Gauguin-Dessort nous sourit.

— Vous me pardonnerez, mais je vais devoir retourner à mon tableau. Quand l’inspiration est là, c’est comme pour la bandaison : il ne faut pas la faire languir. Oh ! à propos de bandaison, il est bien entendu qu’après votre repas vous avez toute latitude pour vous amuser avec ces demoiselles. Vous serez tranquilles : aucune ne parle le français. J’y ai veillé. Pas même l’anglais. Cela facilite les transports. Combien de filles sublimes m’ont saccagé les ardeurs d’un mot inopportun ! Mais le pire, oh ! oui, le pire, c’est « après ». Ce besoin de bavardage qui les prend, Seigneur ! Elles veulent justifier, expliquer, s’assurer de vous. Je fuyais, ou bien les chassais. Mais il est difficile de foutre à la porte une donzelle nue et surtout décoiffée par l’amour. Enfin, maintenant tout est bien. Sur ce, laissez-moi jouer les Ruy Blas en vous souhaitant bon appétit, messieurs.

Et l’excellent homme se hâte vers le chef-d’œuvre abandonné sur la place.

Béru le regarde disparaître, ému :

— Tu veux qu’j’vais t’dire, Gars ? il susurre, tu n’trouves plus de bonshommes commak, d’nos jours. L’savoir-viv’, c’est un truc des aut’fois. De nos jours d’aujourd’hui, on n’sait même plus mourir.

* * *

Et puis bon, je ne vais pas te raconter le repas, à toi, bouffe-merde comme je te sais. Non plus que les papouilles, mignardises et lutineries que nous prodiguons à ces affables damoiselles en attendant la jaffe, renon plus l’à quel point on se fait rigoler le zigomard folâtre, après le dessert, Bérurier et moi. Un enchantement ! Romain, quoi. On se prend pour les cousins germains de Caligula. D’autant que le cuisinier mérite au moins deux étoiles, comme le général de Gaulle ; et que les filles sont, prétend Béru, d’une expertise rare dans l’art de t’extrapoler le sensoriel en te faisant voler la bistougnette en éclats, les chères salopes. Elles raffolent se laisser grumeler le joint de culasse, vu que c’est la spécialité du père Gauguin-Dessort et qu’elles se pratiquent le lapsus, entre elles, pour meubler les temps morts ; mais où l’on obtient auprès d’elles un succès franc et massif, c’est à la baguette magique. Tu les verrais se bousculer au portillon pour toucher leur pension ! Fatal : la tringle, c’est pas le domaine au peintre, compte tenu de ses quatre-vingts balais, à cézigue pâteux. Il a beau se faire une santé dans la térébenthine (je dois toujours compulser le dico pour savoir où l’on met l’ « h ») il ne caracole plus de l’aubergine à moustaches, l’ancêtre, y a une limite à tout.

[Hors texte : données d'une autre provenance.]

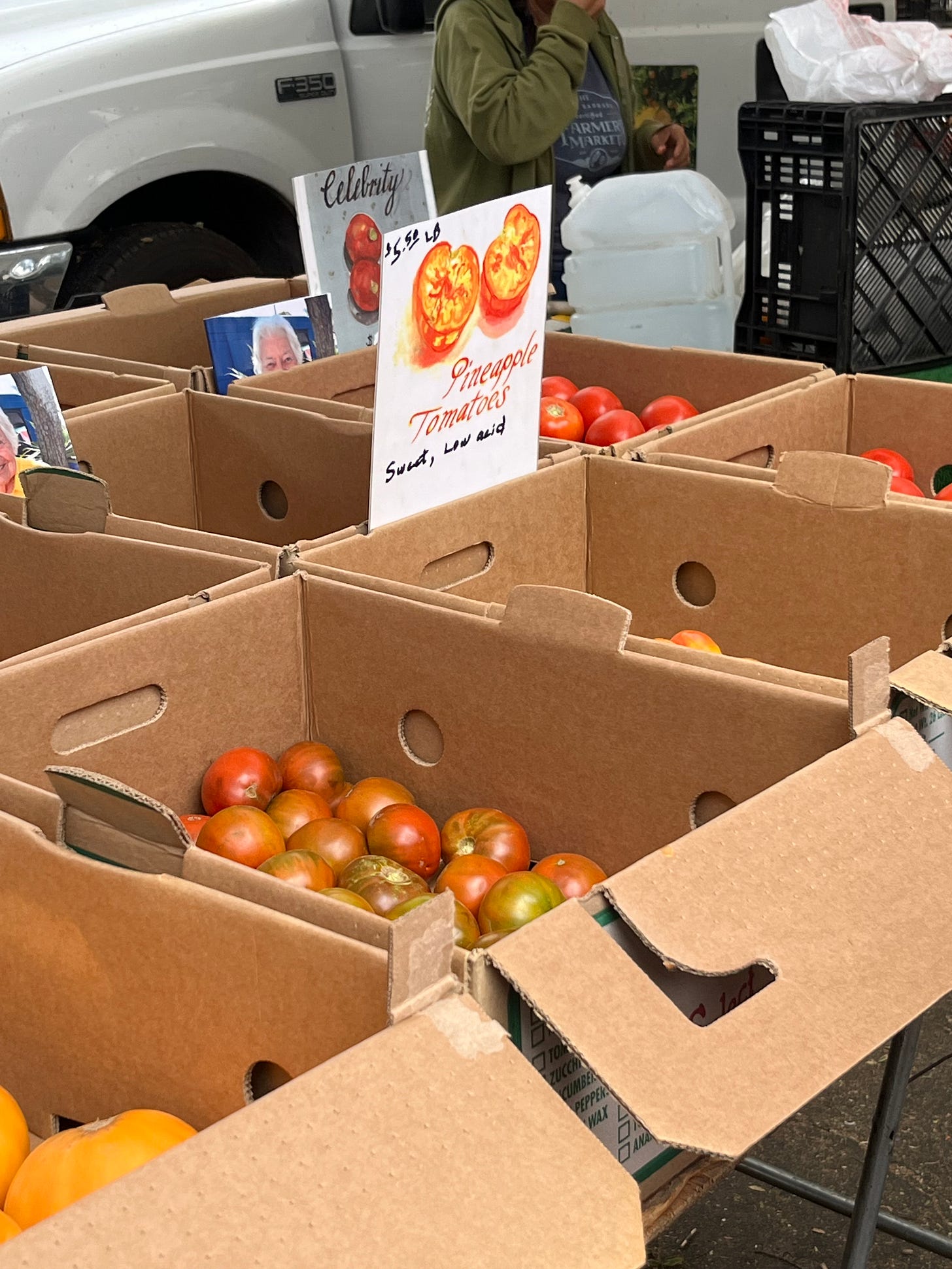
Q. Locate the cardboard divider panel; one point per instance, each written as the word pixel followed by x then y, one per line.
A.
pixel 66 585
pixel 858 946
pixel 124 990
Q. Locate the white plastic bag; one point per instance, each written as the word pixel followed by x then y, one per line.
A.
pixel 825 54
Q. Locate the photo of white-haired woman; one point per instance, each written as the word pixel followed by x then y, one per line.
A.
pixel 275 345
pixel 10 466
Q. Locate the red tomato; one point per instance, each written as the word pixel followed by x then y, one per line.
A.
pixel 407 836
pixel 511 260
pixel 573 875
pixel 301 868
pixel 314 767
pixel 896 464
pixel 294 809
pixel 612 427
pixel 347 896
pixel 664 411
pixel 367 797
pixel 465 928
pixel 243 777
pixel 560 420
pixel 694 639
pixel 365 286
pixel 192 824
pixel 558 386
pixel 446 290
pixel 470 877
pixel 516 900
pixel 337 841
pixel 362 240
pixel 382 882
pixel 593 403
pixel 484 832
pixel 243 834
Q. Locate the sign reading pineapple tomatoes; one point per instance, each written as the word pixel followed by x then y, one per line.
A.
pixel 462 322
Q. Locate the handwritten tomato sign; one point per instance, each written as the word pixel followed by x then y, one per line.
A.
pixel 460 364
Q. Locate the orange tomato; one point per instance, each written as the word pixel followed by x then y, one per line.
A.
pixel 301 868
pixel 292 809
pixel 694 639
pixel 470 877
pixel 446 290
pixel 511 262
pixel 347 896
pixel 243 834
pixel 314 767
pixel 367 797
pixel 560 420
pixel 14 1140
pixel 408 836
pixel 573 875
pixel 76 1162
pixel 192 824
pixel 337 841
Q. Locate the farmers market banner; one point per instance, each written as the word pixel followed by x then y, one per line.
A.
pixel 345 214
pixel 460 365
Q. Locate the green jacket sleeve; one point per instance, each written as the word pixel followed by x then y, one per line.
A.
pixel 513 114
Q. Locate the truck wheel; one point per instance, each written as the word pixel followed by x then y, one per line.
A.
pixel 162 252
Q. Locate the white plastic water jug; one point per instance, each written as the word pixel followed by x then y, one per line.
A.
pixel 651 260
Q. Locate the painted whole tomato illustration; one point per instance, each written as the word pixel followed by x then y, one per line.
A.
pixel 511 263
pixel 362 240
pixel 446 291
pixel 365 286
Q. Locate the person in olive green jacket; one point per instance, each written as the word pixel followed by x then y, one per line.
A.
pixel 527 93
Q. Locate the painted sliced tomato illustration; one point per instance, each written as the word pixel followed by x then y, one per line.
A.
pixel 445 295
pixel 511 262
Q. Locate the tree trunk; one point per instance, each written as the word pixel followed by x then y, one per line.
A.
pixel 36 387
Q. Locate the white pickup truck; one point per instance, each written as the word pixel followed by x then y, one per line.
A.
pixel 156 140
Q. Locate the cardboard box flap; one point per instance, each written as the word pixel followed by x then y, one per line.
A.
pixel 818 879
pixel 140 301
pixel 365 1134
pixel 832 480
pixel 928 679
pixel 60 500
pixel 110 821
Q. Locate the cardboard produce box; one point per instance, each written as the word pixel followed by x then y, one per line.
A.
pixel 456 703
pixel 362 1134
pixel 160 330
pixel 796 566
pixel 79 391
pixel 239 469
pixel 710 381
pixel 844 415
pixel 70 584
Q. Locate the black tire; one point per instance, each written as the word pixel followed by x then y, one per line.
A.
pixel 162 252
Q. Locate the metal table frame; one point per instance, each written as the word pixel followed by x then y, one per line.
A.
pixel 866 1211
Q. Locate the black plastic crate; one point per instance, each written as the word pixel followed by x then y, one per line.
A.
pixel 855 206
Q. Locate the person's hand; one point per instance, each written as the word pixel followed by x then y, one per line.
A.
pixel 672 144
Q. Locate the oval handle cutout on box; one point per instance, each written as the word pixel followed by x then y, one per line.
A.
pixel 458 566
pixel 106 720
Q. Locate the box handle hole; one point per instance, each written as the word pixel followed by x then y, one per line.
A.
pixel 262 1079
pixel 420 737
pixel 106 720
pixel 458 566
pixel 273 500
pixel 694 584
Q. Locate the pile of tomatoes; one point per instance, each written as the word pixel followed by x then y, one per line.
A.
pixel 903 479
pixel 598 418
pixel 74 1162
pixel 371 845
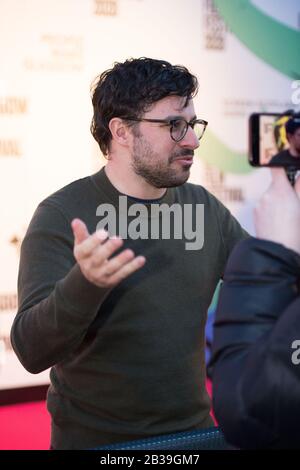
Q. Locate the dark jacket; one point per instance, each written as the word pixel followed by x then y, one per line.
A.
pixel 256 350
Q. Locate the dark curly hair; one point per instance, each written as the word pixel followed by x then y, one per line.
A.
pixel 130 88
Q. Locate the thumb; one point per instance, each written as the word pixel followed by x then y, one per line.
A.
pixel 297 186
pixel 80 231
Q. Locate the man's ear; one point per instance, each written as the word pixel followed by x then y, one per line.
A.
pixel 120 131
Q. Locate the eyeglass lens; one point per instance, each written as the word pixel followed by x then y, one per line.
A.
pixel 179 129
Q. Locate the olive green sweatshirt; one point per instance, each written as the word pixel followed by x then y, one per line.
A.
pixel 126 362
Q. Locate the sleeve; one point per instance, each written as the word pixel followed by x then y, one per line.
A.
pixel 255 383
pixel 230 231
pixel 56 302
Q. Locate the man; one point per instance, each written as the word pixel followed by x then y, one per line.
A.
pixel 256 349
pixel 121 321
pixel 290 156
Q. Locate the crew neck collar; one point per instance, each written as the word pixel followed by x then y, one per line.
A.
pixel 102 183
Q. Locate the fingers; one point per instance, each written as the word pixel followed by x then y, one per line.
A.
pixel 297 186
pixel 94 254
pixel 126 270
pixel 86 247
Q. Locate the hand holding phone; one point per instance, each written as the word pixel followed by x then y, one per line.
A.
pixel 274 140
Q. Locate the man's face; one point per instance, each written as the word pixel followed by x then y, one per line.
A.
pixel 294 141
pixel 155 156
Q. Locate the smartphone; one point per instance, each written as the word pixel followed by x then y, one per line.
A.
pixel 268 139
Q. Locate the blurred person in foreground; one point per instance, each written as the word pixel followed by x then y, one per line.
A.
pixel 120 317
pixel 256 349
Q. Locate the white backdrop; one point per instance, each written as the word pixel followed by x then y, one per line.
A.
pixel 51 50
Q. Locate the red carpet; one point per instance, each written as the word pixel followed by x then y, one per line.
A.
pixel 27 426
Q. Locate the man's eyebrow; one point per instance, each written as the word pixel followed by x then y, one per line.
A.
pixel 172 117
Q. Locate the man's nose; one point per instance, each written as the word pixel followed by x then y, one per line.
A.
pixel 190 139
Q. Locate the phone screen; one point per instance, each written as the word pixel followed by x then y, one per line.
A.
pixel 268 138
pixel 272 136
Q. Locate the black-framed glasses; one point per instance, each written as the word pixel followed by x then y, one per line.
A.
pixel 178 126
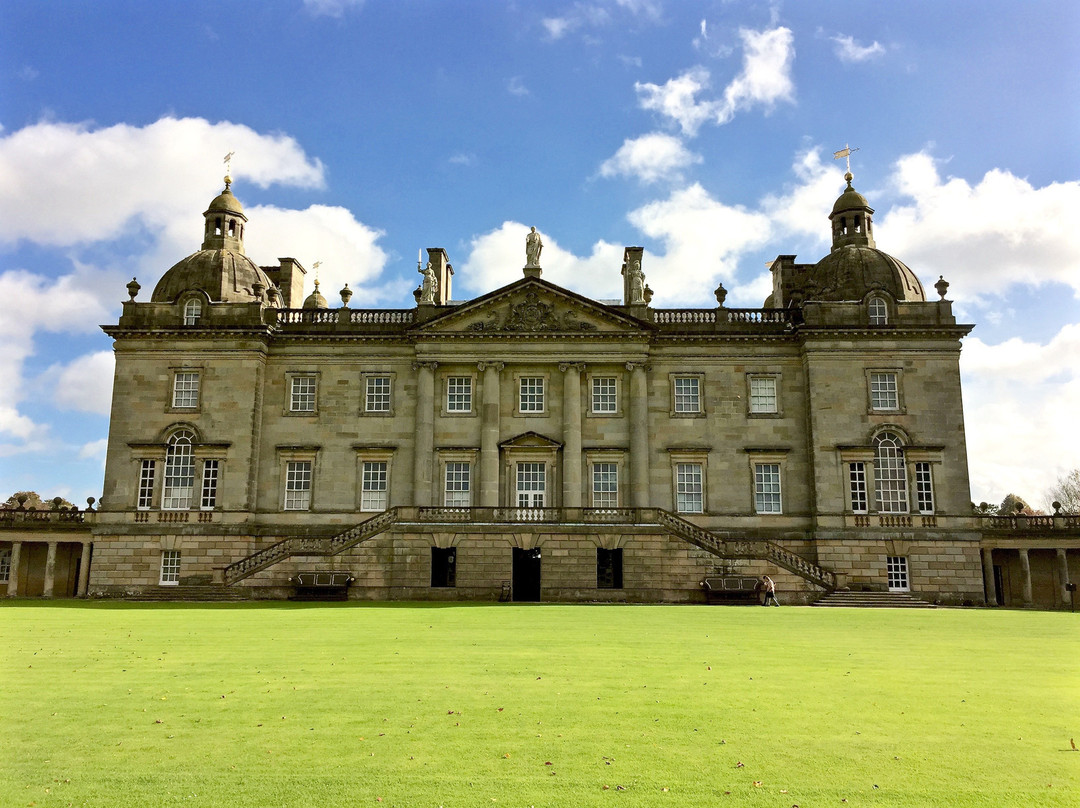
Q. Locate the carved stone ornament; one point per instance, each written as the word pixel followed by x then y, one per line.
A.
pixel 531 314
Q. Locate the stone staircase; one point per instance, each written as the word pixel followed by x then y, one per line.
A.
pixel 207 593
pixel 853 598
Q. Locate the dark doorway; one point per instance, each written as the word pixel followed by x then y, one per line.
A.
pixel 526 575
pixel 999 584
pixel 608 568
pixel 444 566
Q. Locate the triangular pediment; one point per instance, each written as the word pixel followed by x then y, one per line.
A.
pixel 532 307
pixel 530 441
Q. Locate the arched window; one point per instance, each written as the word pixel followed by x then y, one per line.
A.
pixel 179 472
pixel 192 310
pixel 890 473
pixel 878 311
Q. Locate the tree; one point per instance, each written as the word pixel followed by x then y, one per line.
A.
pixel 1066 490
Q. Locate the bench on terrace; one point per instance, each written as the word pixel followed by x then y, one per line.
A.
pixel 321 586
pixel 732 589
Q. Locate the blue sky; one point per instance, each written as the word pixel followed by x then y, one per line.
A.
pixel 702 131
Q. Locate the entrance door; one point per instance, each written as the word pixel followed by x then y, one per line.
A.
pixel 531 485
pixel 526 575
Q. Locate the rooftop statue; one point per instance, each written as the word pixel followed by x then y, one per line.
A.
pixel 430 284
pixel 532 247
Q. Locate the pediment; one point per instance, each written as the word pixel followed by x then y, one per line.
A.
pixel 530 441
pixel 532 307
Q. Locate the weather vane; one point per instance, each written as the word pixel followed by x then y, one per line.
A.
pixel 845 152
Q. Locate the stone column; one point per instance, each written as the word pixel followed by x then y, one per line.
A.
pixel 424 446
pixel 50 569
pixel 1063 570
pixel 83 570
pixel 991 595
pixel 1025 570
pixel 571 434
pixel 638 434
pixel 489 435
pixel 16 552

Bref, je ne peux pas m’attarder sur la fiesta. Je suis un auteur plein de retenue (surtout quand j’allais au lycée) et qui ne se complaît (veston) pas dans les descriptions au jus de burne. Tout ce que je peux te dire, c’est que la séance mérite un détour ; surtout du fait de la Blanche rousse qui prend de la bagouze pis que toi et Chazot la friponne, et te fait une séance d’écrou cannelé à t’en tréfiler le bigoudi à tête casquée. Sans parler aussi de la brune qui devait être contorsionniste avant de s’engager dans l’Armée du Salubre ; ni d’une des noiraudes, charogne, elle travaille de tout à la fois. Femme orchestre (de chambre). Cette puissance, mamma mia ! Tiens, rien que de t’en causer, mords un pneu l’effet que ça me fait ! Mais n’insistons pas.

Toujours sobre. Tout dans la dignité, l’Antonio. Jamais un mot plus haut que l’autre.

Or, donc, lorsque nous nous sommes rempli l’estomac et vidé les testicules, il me revient en mémoire que nous sommes ici, non pas par la volonté du peuple, pas plus que par la force des baïonnettes, mais bien pour tenter de mettre la main (en anglais : the hand) sur l’épouvantable Stromberg, homme sans foi ni loi, sans feu ni lieu, dont la conscience doit ressembler à un camion de vidange accidenté.